Entidades do setor encaminharam à ANTT 15 contribuições. Entre elas estão a retirada de componentes que não representem desembolso efetivo, a criação de regras específicas para operações de alto desempenho e um tratamento mais preciso para viagens com retorno vazio.
A proposta busca diferenciar situações que atualmente acabam submetidas a parâmetros semelhantes. Um caminhoneiro autônomo que percorre longa distância e retorna sem carga enfrenta custos diferentes de uma transportadora com contratos recorrentes, frota mais produtiva e carga garantida nos dois sentidos.
A pressão da bancada também alcança a Lei 15.485/2026, que ampliou a fiscalização sobre o piso mínimo e estabeleceu prazo máximo de 30 dias úteis para o pagamento do frete. A FPA participou da negociação do texto aprovado pelo Congresso, mas critica os vetos feitos pela Presidência da República.
Os parlamentares defendem a recuperação de dispositivos que, segundo a bancada, foram construídos para equilibrar a proteção aos caminhoneiros e os custos suportados pelo setor produtivo. Os vetos ainda precisam ser analisados pelo Congresso.
A nova legislação tornou obrigatório o registro da operação no Código Identificador da Operação de Transporte (CIOT) e endureceu as punições para contratações abaixo do piso. Em caso de reincidência, a multa pode chegar a R$ 1 milhão, além de outras sanções administrativas.
Para a FPA, reforçar a fiscalização sem corrigir previamente as distorções da metodologia pode obrigar produtores e empresas a cumprir valores superiores ao custo real do transporte. A bancada quer que a revisão da ANTT incorpore as diferenças de distância, idade da frota, número de eixos, produtividade e aproveitamento do retorno.

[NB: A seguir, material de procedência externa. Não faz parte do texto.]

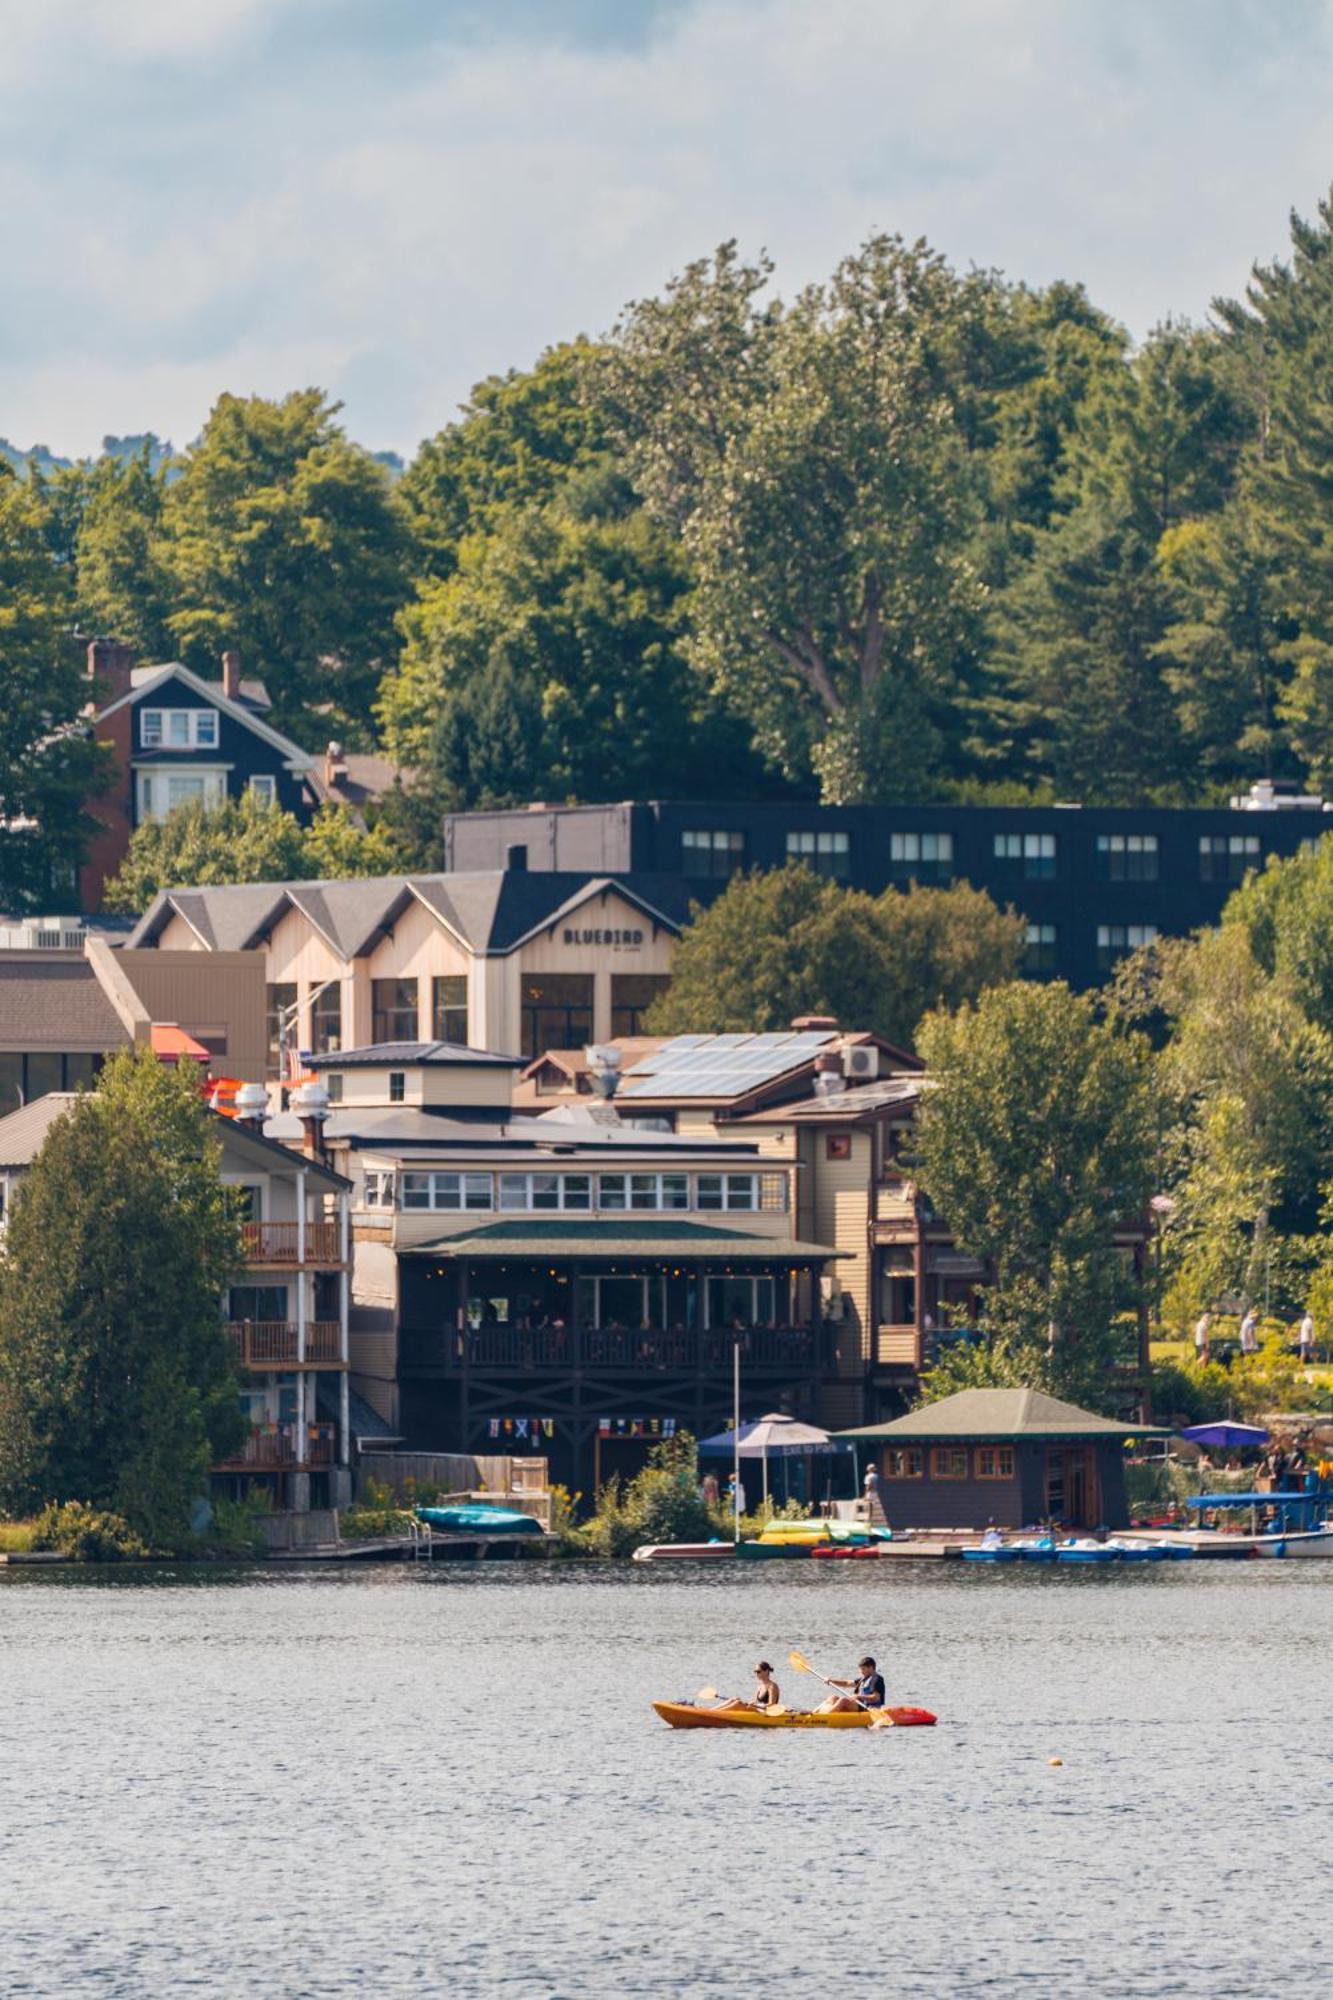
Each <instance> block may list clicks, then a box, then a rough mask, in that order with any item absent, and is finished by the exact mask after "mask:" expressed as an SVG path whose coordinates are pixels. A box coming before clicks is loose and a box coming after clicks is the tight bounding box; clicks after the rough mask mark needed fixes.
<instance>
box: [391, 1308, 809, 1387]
mask: <svg viewBox="0 0 1333 2000" xmlns="http://www.w3.org/2000/svg"><path fill="white" fill-rule="evenodd" d="M737 1342H741V1366H743V1368H745V1370H755V1368H767V1370H795V1372H809V1370H813V1368H815V1366H817V1364H819V1360H821V1336H819V1334H817V1332H813V1330H811V1328H809V1326H747V1328H739V1330H729V1328H713V1330H699V1328H660V1326H644V1328H624V1326H582V1328H576V1330H574V1328H558V1326H542V1328H520V1326H504V1324H494V1322H486V1320H484V1322H482V1324H480V1326H470V1328H466V1330H464V1332H458V1330H456V1328H452V1326H450V1328H438V1326H436V1328H424V1326H404V1328H402V1334H400V1364H402V1366H406V1368H422V1370H432V1372H434V1370H436V1368H442V1370H444V1372H448V1374H456V1372H460V1370H462V1368H468V1370H480V1372H496V1374H510V1372H540V1370H544V1372H550V1374H558V1372H572V1370H578V1372H582V1370H586V1372H590V1374H695V1372H705V1374H729V1372H731V1364H733V1350H735V1346H737Z"/></svg>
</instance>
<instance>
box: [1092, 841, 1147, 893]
mask: <svg viewBox="0 0 1333 2000" xmlns="http://www.w3.org/2000/svg"><path fill="white" fill-rule="evenodd" d="M1097 876H1099V880H1101V882H1155V880H1157V834H1097Z"/></svg>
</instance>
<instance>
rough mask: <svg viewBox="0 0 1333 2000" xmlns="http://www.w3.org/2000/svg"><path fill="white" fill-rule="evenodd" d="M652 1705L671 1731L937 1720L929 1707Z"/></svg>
mask: <svg viewBox="0 0 1333 2000" xmlns="http://www.w3.org/2000/svg"><path fill="white" fill-rule="evenodd" d="M652 1706H654V1708H656V1712H658V1716H660V1718H662V1722H669V1724H671V1728H673V1730H869V1726H871V1722H873V1720H875V1716H893V1722H895V1726H897V1728H901V1730H907V1728H929V1726H931V1724H933V1722H935V1720H937V1718H935V1716H933V1714H931V1710H929V1708H851V1710H843V1712H841V1714H833V1716H831V1714H821V1712H819V1710H817V1708H787V1710H783V1712H781V1714H777V1716H771V1714H769V1712H767V1710H763V1708H697V1706H695V1702H652ZM881 1728H885V1724H883V1722H881Z"/></svg>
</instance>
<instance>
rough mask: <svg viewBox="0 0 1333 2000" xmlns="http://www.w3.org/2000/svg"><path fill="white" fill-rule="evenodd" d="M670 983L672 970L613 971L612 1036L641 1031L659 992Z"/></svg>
mask: <svg viewBox="0 0 1333 2000" xmlns="http://www.w3.org/2000/svg"><path fill="white" fill-rule="evenodd" d="M669 986H671V974H669V972H612V974H610V1036H612V1040H616V1038H618V1036H622V1034H642V1032H644V1014H646V1012H648V1008H650V1006H652V1002H654V1000H656V996H658V994H664V992H667V988H669Z"/></svg>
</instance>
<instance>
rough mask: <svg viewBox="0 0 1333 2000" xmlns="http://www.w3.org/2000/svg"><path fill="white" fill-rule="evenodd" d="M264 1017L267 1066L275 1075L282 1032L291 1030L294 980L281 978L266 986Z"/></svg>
mask: <svg viewBox="0 0 1333 2000" xmlns="http://www.w3.org/2000/svg"><path fill="white" fill-rule="evenodd" d="M264 994H266V1002H264V1006H266V1018H268V1068H270V1072H272V1074H274V1076H276V1074H278V1072H280V1070H282V1034H284V1030H288V1032H290V1030H292V1026H294V1022H292V1012H294V1008H296V982H294V980H282V982H280V984H276V986H266V988H264Z"/></svg>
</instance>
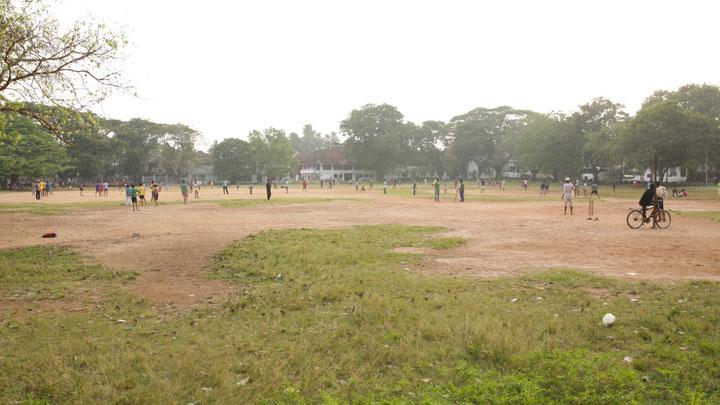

A discussão exige equilíbrio. O piso foi criado para impedir que caminhoneiros sejam obrigados a transportar cargas por valores incapazes de cobrir diesel, pneus, manutenção e remuneração do trabalho. A revisão defendida pelo agro não pode retirar essa proteção, mas precisa evitar que parâmetros desatualizados reduzam a competitividade da produção.
O estudo da USP coloca números nesse debate. Agora, a disputa será sobre quanto dessas conclusões a ANTT aceitará na nova tabela e se o Congresso derrubará os vetos à lei. Para produtores e transportadores, o resultado poderá definir quem pagará a conta das distorções existentes no cálculo do frete.